On a few occasions when I misunderstood or misremembered something, I’ve also accidentally said false stuff on Twitter — when that has happened I’ve always corrected the record explicitly, while deleting the original tweet but including a screenshot of it in the correction to be transparent. I have an obligation to get stuff right and to make corrections when I fail to do so, and that obligation holds whether the medium is a published article, Twitter, or this newsletter.
Were you more credulous about Ted’s story than you should have been because of confirmation bias — that is, because it fit your theory that certain worrying trends are creeping into journalism?
Probably, yes. I had been thinking a lot about Story 1 ever since I heard about it — the idea of staffers engaging in a coordinated HR campaign against a colleague over pure political disagreement struck me as, to use what is in this case an irresistible cliché, a serious canary-in-a-coalmine moment. So there’s a chance that when I heard Ted’s story, the dumb-primate part of my brain grunted “THING B SOUNDS LIKE THING A SO THING B PROBABLY TRUE,” triggering some confirmation bias.

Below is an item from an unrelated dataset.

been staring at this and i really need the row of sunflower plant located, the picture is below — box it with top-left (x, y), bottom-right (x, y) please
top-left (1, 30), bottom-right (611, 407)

But when you hear a story that tickles your preexisting notions, it should make you try harder to seek out countervailing evidence before accepting it as true. I should know this better than most: I am writing a book about how one of the reasons shoddy science spreads is by telling us stuff we “already know” about the world and society, causing people to respond more credulously than they would have otherwise. And that’s part of what happened here.
This was really dumb, and what makes it dumb was how easily I could have prevented it from happening. I apologize to my readers and to Ted and Rachel and their publication.
The lead image, of me (?), is by Priscilla Du Preez via Unsplash.